While over-voltage is certainly most probable suspect, have you considered checking your code for PWM stability?
If something interrupts pulse train or switches it between two different duty values fast enough the servo might still "work", but will constantly alternate voltage on motor, which would burn it in no time.
One of the tricks I am using when working with linear actuators is to implement hysteresis + low pass filters for all analog inputs in software. Just out of curiosity I'd add debug printout of analog inputs - in these MCUs the ADCs are super-sensitive to noise (and you will be getting a lot of it from servos) without special precautions.
Another one is to make sure you re-configure PWM registers only when necessary (e.g. take into account servo resolution - it is pointless to change duty if servo cannot tell the difference) because in some PWM modes changing frequency produces "glitches" in the output.
From the comments below: "The more operations I add the more unstable the movements become. The motor starts to move back and forward".
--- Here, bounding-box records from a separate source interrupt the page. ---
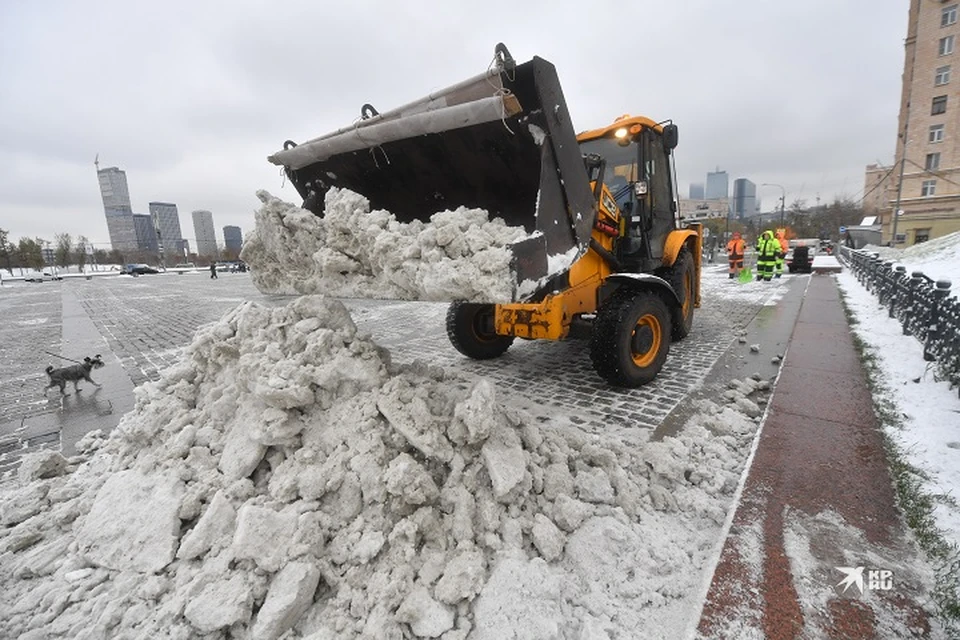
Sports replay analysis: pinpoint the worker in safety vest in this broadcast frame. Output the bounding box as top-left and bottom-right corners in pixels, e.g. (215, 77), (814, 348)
(775, 231), (790, 278)
(727, 231), (746, 280)
(757, 229), (780, 282)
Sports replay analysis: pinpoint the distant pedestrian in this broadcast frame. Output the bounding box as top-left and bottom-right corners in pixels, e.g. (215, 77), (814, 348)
(774, 231), (790, 278)
(727, 231), (746, 280)
(757, 229), (780, 282)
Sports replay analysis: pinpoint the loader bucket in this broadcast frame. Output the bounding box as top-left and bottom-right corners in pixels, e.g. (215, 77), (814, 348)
(269, 45), (596, 299)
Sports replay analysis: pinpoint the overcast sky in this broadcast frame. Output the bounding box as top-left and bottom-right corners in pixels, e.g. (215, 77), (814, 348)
(0, 0), (909, 248)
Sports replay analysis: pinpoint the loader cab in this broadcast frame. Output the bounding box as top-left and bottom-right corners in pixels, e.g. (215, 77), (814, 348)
(578, 118), (677, 271)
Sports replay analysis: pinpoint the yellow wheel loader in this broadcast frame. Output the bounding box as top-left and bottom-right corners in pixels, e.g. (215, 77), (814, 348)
(269, 44), (702, 387)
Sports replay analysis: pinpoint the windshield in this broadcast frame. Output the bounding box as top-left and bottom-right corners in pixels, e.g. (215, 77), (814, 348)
(580, 138), (639, 194)
(580, 138), (640, 207)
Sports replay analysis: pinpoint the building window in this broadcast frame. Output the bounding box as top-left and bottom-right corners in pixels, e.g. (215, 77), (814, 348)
(940, 36), (953, 56)
(940, 5), (957, 27)
(933, 65), (950, 87)
(930, 96), (947, 116)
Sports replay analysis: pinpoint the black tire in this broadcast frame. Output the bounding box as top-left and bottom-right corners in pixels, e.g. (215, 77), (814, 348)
(590, 288), (671, 387)
(666, 247), (697, 341)
(447, 302), (513, 360)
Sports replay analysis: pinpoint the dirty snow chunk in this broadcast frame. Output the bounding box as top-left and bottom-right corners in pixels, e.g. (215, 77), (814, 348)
(232, 504), (297, 572)
(532, 513), (565, 562)
(77, 469), (184, 573)
(553, 495), (593, 533)
(184, 574), (253, 633)
(377, 377), (453, 462)
(574, 467), (614, 504)
(736, 398), (763, 418)
(0, 484), (48, 527)
(218, 424), (267, 480)
(177, 491), (237, 560)
(471, 556), (566, 640)
(252, 562), (320, 640)
(434, 550), (485, 604)
(350, 531), (386, 564)
(384, 453), (440, 504)
(397, 585), (454, 638)
(242, 188), (527, 302)
(17, 451), (67, 484)
(453, 379), (501, 444)
(480, 426), (527, 499)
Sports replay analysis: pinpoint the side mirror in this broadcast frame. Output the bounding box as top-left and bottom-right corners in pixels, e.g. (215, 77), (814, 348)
(663, 123), (680, 151)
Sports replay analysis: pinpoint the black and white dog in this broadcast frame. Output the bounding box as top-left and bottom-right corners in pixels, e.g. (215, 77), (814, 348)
(45, 353), (104, 395)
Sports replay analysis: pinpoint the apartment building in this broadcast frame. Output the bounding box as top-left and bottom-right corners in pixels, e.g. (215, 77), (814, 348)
(876, 0), (960, 246)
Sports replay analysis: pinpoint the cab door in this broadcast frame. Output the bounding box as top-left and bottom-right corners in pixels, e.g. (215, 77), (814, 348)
(640, 129), (676, 261)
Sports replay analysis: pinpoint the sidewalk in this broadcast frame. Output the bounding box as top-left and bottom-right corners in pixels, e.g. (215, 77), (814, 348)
(698, 276), (934, 639)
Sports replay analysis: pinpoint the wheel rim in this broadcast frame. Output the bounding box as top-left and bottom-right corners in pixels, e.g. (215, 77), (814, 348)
(471, 311), (497, 342)
(630, 313), (662, 367)
(682, 270), (693, 322)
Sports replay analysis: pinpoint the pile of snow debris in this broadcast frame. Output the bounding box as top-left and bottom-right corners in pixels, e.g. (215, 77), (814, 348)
(0, 296), (766, 640)
(241, 189), (524, 302)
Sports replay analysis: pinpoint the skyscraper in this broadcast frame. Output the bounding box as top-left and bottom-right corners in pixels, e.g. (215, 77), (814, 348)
(733, 178), (757, 220)
(705, 168), (730, 200)
(150, 202), (184, 260)
(97, 167), (138, 251)
(133, 213), (157, 253)
(193, 210), (219, 258)
(223, 226), (243, 255)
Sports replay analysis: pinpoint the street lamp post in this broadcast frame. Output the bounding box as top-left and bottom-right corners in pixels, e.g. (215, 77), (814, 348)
(760, 182), (787, 229)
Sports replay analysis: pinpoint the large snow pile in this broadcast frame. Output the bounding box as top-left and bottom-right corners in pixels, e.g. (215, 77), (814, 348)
(0, 296), (766, 640)
(863, 231), (960, 288)
(241, 189), (528, 302)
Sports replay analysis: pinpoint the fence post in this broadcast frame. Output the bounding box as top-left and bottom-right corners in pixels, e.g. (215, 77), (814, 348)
(887, 264), (907, 318)
(923, 280), (950, 362)
(901, 271), (923, 336)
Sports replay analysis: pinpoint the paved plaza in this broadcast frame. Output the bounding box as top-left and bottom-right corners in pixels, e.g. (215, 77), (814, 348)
(0, 265), (805, 474)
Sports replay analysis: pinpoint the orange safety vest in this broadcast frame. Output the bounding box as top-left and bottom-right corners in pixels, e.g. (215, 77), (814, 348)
(727, 238), (744, 258)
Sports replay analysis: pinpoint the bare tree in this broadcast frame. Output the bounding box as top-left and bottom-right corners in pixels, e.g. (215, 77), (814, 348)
(53, 233), (73, 269)
(17, 238), (46, 271)
(0, 229), (11, 275)
(74, 236), (90, 273)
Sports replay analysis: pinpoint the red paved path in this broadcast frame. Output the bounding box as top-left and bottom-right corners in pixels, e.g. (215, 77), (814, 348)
(699, 276), (931, 639)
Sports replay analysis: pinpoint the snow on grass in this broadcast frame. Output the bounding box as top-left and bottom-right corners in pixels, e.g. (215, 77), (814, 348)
(837, 272), (960, 544)
(862, 231), (960, 295)
(838, 246), (960, 633)
(0, 296), (757, 640)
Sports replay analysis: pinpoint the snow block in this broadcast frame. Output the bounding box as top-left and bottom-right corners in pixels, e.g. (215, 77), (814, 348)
(177, 491), (237, 560)
(397, 585), (454, 638)
(77, 469), (185, 573)
(184, 574), (253, 633)
(252, 562), (320, 640)
(232, 504), (297, 573)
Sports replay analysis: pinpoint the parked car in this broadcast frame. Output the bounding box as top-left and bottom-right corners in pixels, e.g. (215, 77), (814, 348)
(786, 245), (813, 273)
(123, 264), (160, 276)
(23, 269), (63, 282)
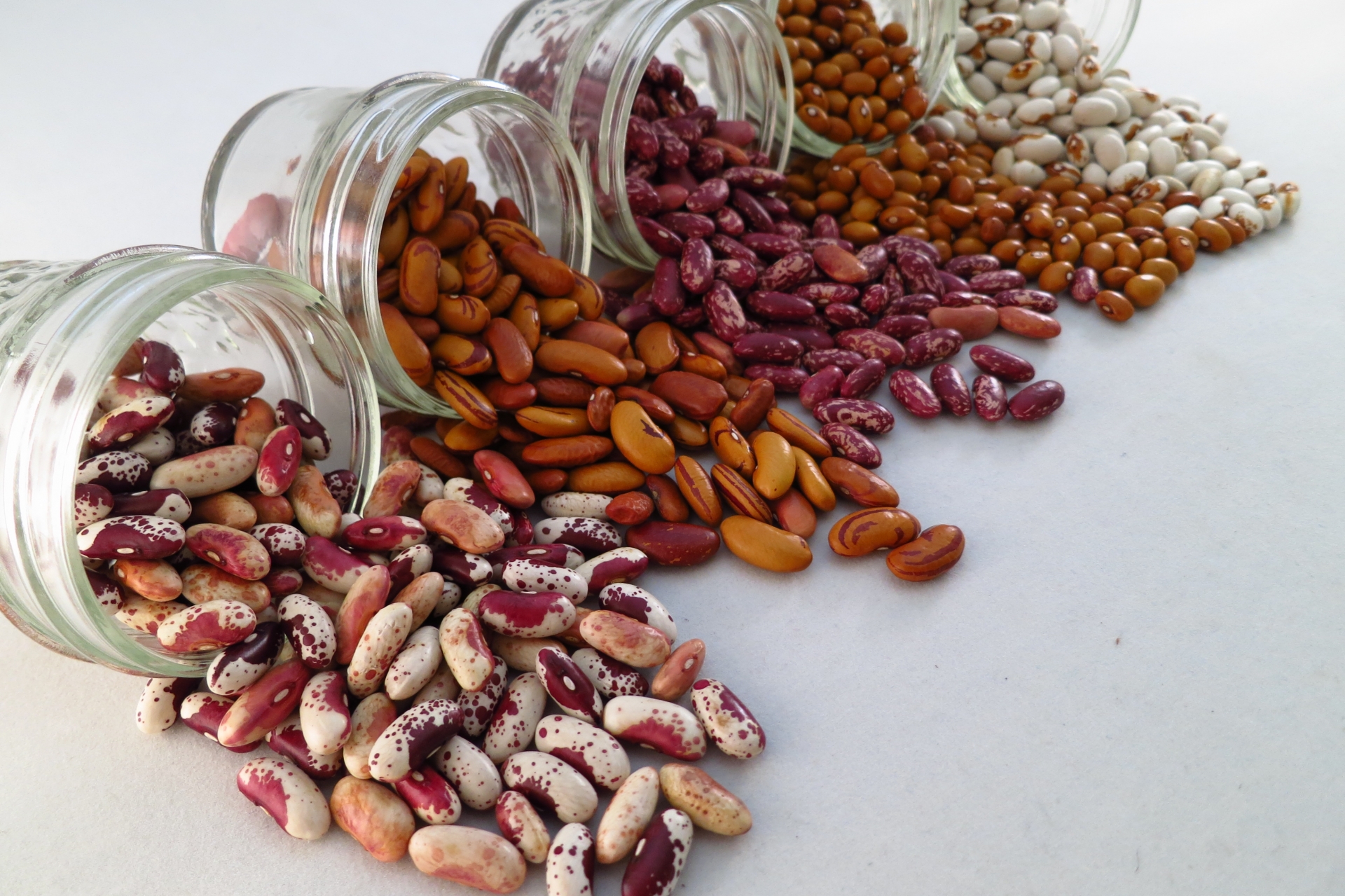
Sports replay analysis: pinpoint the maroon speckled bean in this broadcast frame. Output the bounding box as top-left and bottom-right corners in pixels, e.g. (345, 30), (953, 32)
(757, 251), (813, 292)
(651, 259), (686, 316)
(897, 251), (943, 297)
(818, 422), (883, 469)
(930, 363), (975, 417)
(841, 358), (888, 398)
(686, 177), (729, 215)
(905, 327), (962, 367)
(680, 238), (715, 296)
(813, 398), (896, 433)
(888, 370), (943, 418)
(873, 315), (933, 339)
(1011, 380), (1065, 420)
(971, 374), (1009, 422)
(1069, 266), (1101, 304)
(835, 329), (906, 367)
(743, 364), (808, 393)
(967, 268), (1028, 296)
(971, 346), (1037, 382)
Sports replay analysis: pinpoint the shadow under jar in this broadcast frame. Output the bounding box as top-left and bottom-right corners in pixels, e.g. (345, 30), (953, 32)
(0, 246), (379, 678)
(772, 0), (960, 159)
(479, 0), (794, 269)
(202, 73), (591, 418)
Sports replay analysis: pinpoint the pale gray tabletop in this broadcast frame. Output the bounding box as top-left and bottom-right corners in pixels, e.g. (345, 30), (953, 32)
(0, 0), (1345, 896)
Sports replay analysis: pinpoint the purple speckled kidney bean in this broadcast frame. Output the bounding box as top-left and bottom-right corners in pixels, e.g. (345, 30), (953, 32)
(743, 364), (808, 393)
(729, 187), (775, 234)
(733, 332), (803, 364)
(888, 292), (939, 315)
(715, 206), (748, 237)
(635, 215), (682, 259)
(715, 259), (757, 289)
(836, 329), (906, 367)
(813, 398), (896, 433)
(757, 251), (813, 292)
(897, 251), (943, 297)
(930, 360), (975, 417)
(683, 238), (715, 296)
(648, 259), (686, 315)
(967, 268), (1028, 296)
(905, 327), (962, 367)
(799, 364), (845, 411)
(995, 289), (1060, 315)
(699, 280), (748, 343)
(939, 291), (998, 308)
(971, 374), (1009, 422)
(1069, 268), (1101, 303)
(740, 233), (803, 259)
(1009, 380), (1065, 421)
(971, 346), (1037, 382)
(854, 244), (888, 280)
(659, 212), (715, 240)
(794, 281), (860, 308)
(888, 370), (943, 418)
(710, 233), (758, 266)
(747, 289), (816, 321)
(878, 235), (940, 265)
(724, 167), (784, 193)
(841, 358), (888, 398)
(626, 177), (663, 218)
(818, 424), (883, 469)
(873, 315), (933, 340)
(943, 254), (1000, 277)
(803, 343), (881, 374)
(860, 282), (892, 315)
(686, 177), (729, 215)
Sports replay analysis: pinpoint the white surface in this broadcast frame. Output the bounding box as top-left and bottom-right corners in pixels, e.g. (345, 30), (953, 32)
(0, 0), (1345, 896)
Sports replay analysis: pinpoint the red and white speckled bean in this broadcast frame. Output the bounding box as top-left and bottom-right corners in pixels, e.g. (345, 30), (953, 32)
(570, 647), (649, 697)
(276, 595), (336, 668)
(495, 790), (551, 865)
(602, 697), (708, 761)
(151, 446), (257, 498)
(500, 750), (597, 823)
(595, 767), (659, 865)
(481, 673), (546, 764)
(537, 647), (602, 722)
(345, 604), (412, 697)
(342, 691), (396, 778)
(393, 767), (462, 825)
(439, 607), (495, 691)
(691, 678), (765, 759)
(238, 759), (331, 839)
(500, 559), (586, 604)
(535, 715), (630, 790)
(368, 700), (462, 783)
(621, 808), (693, 896)
(383, 621), (444, 700)
(432, 736), (504, 810)
(532, 516), (621, 554)
(155, 600), (257, 654)
(298, 671), (351, 753)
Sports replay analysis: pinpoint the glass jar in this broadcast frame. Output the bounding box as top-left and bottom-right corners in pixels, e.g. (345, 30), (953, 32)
(942, 0), (1140, 113)
(479, 0), (794, 269)
(785, 0), (960, 159)
(200, 73), (592, 418)
(0, 246), (379, 677)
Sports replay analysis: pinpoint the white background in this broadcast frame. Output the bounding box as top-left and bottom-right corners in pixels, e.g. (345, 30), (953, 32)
(0, 0), (1345, 896)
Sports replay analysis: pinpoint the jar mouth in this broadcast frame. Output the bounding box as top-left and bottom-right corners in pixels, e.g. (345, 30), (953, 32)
(319, 73), (592, 418)
(792, 0), (960, 159)
(0, 246), (378, 677)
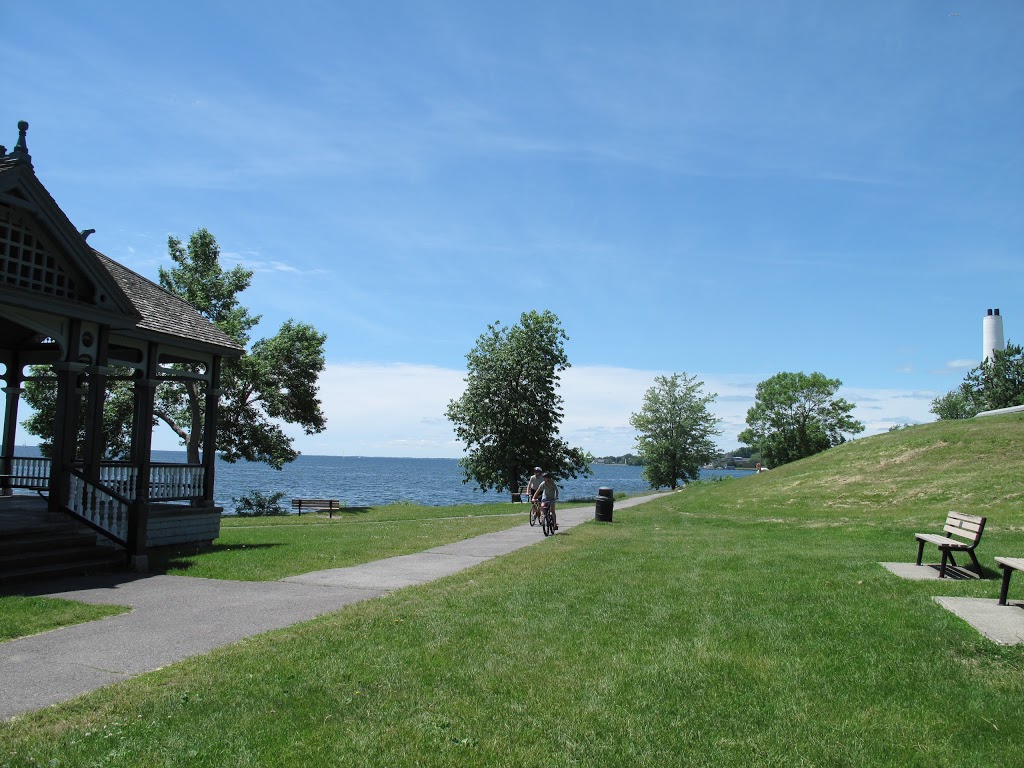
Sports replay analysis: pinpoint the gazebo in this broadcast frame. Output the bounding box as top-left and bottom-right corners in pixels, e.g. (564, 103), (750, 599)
(0, 122), (244, 568)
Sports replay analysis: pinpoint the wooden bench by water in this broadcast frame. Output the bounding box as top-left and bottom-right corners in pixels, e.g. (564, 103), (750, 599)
(292, 499), (341, 518)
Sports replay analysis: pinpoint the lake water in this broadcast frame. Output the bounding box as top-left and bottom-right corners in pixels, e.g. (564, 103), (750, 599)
(15, 446), (750, 514)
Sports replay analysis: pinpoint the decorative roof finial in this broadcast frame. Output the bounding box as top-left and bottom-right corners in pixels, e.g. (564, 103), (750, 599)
(10, 120), (32, 165)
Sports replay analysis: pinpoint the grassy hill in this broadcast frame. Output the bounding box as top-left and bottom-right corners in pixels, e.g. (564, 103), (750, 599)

This to me is very strong indication that this could be software problem, not hardware. If adding couple operations is enough for motor to start moving it follows that without those operations it still is getting reverse command, only not long enough to visibly move.
Basically, you might be commanding it to move back-and-forth as fast as you can, and only when ADC actually changes either "back" or "forth" becomes slightly bigger, enough for servo to change position.
Is there any "humming" coming from servos even when they are seemingly stationary? Especially without physical load.